Donald Trump isn’t shifting his position on immigration — he’s just shifting how he talks about it.
In recent days, Trump and his advisors have attempted to give off the impression that he is softening his tone on immigration. But the fact remains that Trump is still in favor of a “deportation force” to remove all 11 million undocumented immigrants and their families from the United States within 18 months.
Even if Trump did actually flip on his extremist and widely-unpopular immigration positions, the damage between the GOP and Latino voters will linger for years. As Lauren Fox writes on TPM:
No matter which policy prescriptions for immigration Trump finally lands on, the Republican Party’s fortunes with Latino voters are inextricably tied to a candidate who has already done long-term damage to the Republican brand.
After Romney got a mere 27 percent of the Latino vote in 2012, the Republican Party’s leaders pledged to never again gamble their chance at the White House on anti-immigration rhetoric and policies. Gone, they promised were pitches for “self-deportation.” Illegal immigration, Jeb Bush declared was “an act of love.” The GOP released an autopsy report, they promised to reach out early and often to Latino communities, they hired Latino outreach staffers to canvas the battleground states and in the Senate, Republicans made a calculation that an immigration reform bill that included a path to citizenship was a way to repair years worth of damage.
Comprehensive immigration reform fell apart, of course, well before Trump, and the Republican Party owns that failure. But Trump played into and reinvigorated the nativist wing of the party. He lacked any desire to build an outreach campaign to Latinos and openly stereotyped, demonized, and attacked them.
“Trump has thrown away the dog whistle and picked up the bull horn,” said Frank Sharry, the founder and executive director of pro-immigration reform America’s Voice. “He has insulted a diverse range of immigrant communities in a way that is going to be really hard for the Republican Party to fix.”
A Fox News Latino poll last week showed that only 20 percent of Latinos planned to vote for Trump in the election and that 82 percent of them viewed Trump unfavorably, an increase of 8 points since May. But Trump’s damage also has lasting effects for the party. The same poll found that 68 percent of Latinos had an unfavorable view of the Republican Party, a 10 point increase from May.
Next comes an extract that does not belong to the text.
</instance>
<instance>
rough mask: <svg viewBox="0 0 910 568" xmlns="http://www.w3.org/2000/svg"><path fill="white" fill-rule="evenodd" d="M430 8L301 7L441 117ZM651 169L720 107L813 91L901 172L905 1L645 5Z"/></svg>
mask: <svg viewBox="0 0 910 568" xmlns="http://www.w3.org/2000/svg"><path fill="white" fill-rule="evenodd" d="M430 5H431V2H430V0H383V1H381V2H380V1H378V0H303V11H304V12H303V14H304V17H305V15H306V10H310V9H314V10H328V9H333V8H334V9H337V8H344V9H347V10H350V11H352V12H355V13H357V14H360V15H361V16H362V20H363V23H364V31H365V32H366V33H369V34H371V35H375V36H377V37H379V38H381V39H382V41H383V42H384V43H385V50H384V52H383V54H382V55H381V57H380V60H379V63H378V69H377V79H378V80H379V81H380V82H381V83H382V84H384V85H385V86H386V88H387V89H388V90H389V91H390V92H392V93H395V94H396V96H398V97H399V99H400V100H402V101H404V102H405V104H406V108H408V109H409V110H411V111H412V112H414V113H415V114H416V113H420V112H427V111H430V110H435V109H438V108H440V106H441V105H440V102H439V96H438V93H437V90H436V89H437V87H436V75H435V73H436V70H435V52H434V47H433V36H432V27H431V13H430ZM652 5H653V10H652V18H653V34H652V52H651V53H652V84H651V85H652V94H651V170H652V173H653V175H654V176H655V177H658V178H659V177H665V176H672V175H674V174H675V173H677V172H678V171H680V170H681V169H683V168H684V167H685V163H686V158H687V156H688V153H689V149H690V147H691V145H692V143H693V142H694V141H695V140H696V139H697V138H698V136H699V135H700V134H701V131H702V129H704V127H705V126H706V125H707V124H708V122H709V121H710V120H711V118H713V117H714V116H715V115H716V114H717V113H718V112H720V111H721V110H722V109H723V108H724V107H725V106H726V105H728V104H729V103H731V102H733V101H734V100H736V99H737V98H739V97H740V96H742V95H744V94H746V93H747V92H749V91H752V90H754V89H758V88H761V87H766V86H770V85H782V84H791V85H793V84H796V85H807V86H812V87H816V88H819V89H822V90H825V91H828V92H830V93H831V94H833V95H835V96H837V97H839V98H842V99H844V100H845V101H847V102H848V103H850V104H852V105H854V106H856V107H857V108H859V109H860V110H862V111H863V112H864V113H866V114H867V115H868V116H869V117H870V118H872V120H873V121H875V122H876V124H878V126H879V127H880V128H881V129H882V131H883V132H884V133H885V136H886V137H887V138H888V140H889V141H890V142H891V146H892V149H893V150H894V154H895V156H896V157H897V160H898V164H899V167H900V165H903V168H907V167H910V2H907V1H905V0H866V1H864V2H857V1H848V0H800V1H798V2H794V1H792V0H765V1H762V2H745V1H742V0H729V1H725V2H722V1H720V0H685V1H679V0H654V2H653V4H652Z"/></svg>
Trump’s damage is twofold. On the one hand, Latino voters themselves are straying further from the party. That is a problem. But, Trump’s rhetoric also has another consequence for Republican leaders. Now, the anti-immigrant wing of the party has reemerged, they aren’t likely to go away after the election. That in itself may make it almost impossible for Republican leadership to make inroads with the Latinos even after Trump’s place at the top of the ticket is a distant memory.
“The only way Republicans can begin to recover from Trump and the racism and bigotry directed to Latinos is to pass comprehensive immigration reform, but they are going to find it difficult to do so when a third of their party are rabid Trump supporters,” Sharry said. “I am skeptical at best that people like Paul Ryan and other modernizing Republicans have what it takes to neutralize the nativist forces in their party so they can overcome Trump’s damage. What is more likely is that the Republican dog gets wagged by the populist tail.”
Even in 2012, then-House Speaker John Boehner (R-OH) found there was little appetite in the House of Representatives to pursue immigration reform. That reality is only likely to be heightened.
Immigration reformers agree that the Republican Party is not irrevocably doomed with Latino voters forever even with Trump’s plans to build a wall or his attacks on a federal judge’s Mexican heritage. But they agree that the GOP’s overture to Latino voters will have to be grand and significant after the election if they are going to begin to repair the trust that was lost.
If Clinton is elected president, Tamar Jacoby, the president and CEO of the pro-reform ImmigrationWorks USA, said that Republicans will be put in a position where they will have to work with Clinton on reform.
“If Republicans just become the foot draggers to Hillary’s proposals they will look like the foot draggers,” Jacoby said. “It will have to look like they are trying to actually solve the problem. They certainly will have to do something. Saying goodbye to Trump is not enough.”
Some Republican leaders in Congress have made it a point to try to distance themselves from Trump’s anti-immigrant rhetoric in an effort to minimize the damage. House Speaker Paul Ryan spoke out against Trump’s attacks on Judge Curiel, and Senate Majority Leader Mitch McConnell has openly wondered if Trump’s rhetoric could sink the party for a generation.
“What I said was that I was worried that we would do to the Latino vote what was done to the African-American vote by defining our party in such a way that we could not reach out to what has become the nation’s largest minority group,” McConnell said. “I am worried about that.”